Compared to one year ago, the annual rate for multifamily permitting decreased in all four Census regions, with the deepest decreases in the West (down 43.9% to 93,000 units) and Northeast (down 29.9% to 37,000 units) regions, while the South (down 19.8% to 254,000 units) and Midwest (down 15.3% to 65,000 units) regions had more moderate declines, according to RealPage.
Austin is the new market leader when it comes to units permitted in 2023, edging New York City, a position NYC held the past few years.
Phoenix slipped one spot from last month to No. 3 in December, slightly higher than the market’s total last year.
Dallas held its No. 4 position followed by Houston, but both were down 30% to 40% from their totals for last year. Atlanta stayed as the No. 6 market, but its permitting fell 30% in 2023 compared to the year earlier.
Los Angeles returned at the No. 7 spot and Raleigh/Durham moved up to No. 8 (from 10th). Washington, DC slipped one spot to No. 9 and Denver cracked the top 10.

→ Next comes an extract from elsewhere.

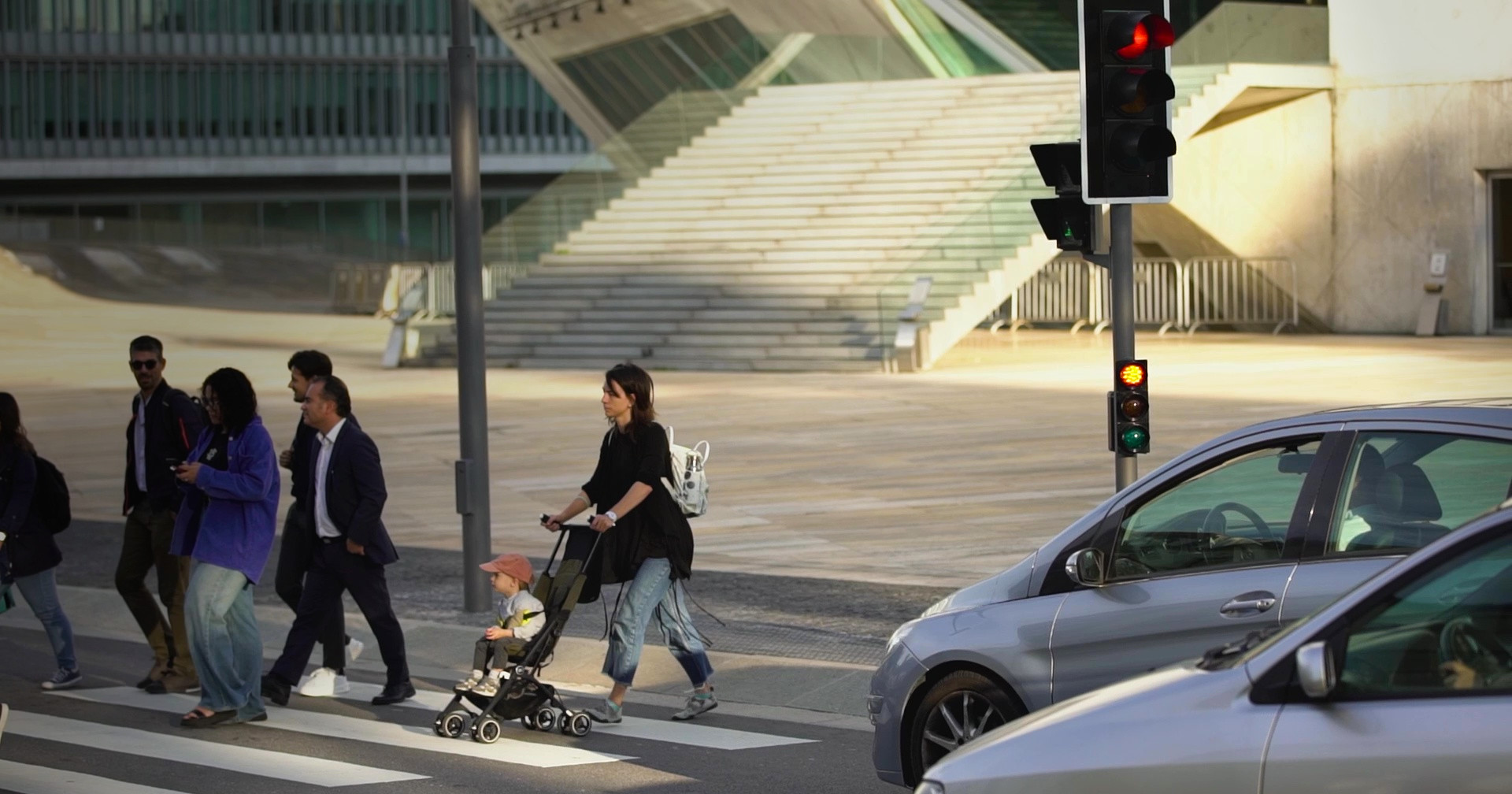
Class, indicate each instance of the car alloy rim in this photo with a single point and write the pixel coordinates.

RealPage listed other major non-top 10 markets with significant declines in permitting as Seattle (-7,272 units), San Antonio (-6,210 units), Minneapolis/St. Paul (-5,774 units), Orlando (-3,747 units), Fort Worth (-3,724 units), Tampa (-3,285 units) and Boston (-3,273 units).
It said that major markets with significant year-over-year increases in annual multifamily permitting in the year-ending December were Nashville (+6,414 units), Riverside (+3,671 units), Greensboro/Winston-Salem (+2,694 units), San Diego (+2,509 units) Miami (+2,246 units) and Charlotte (+2,133 units).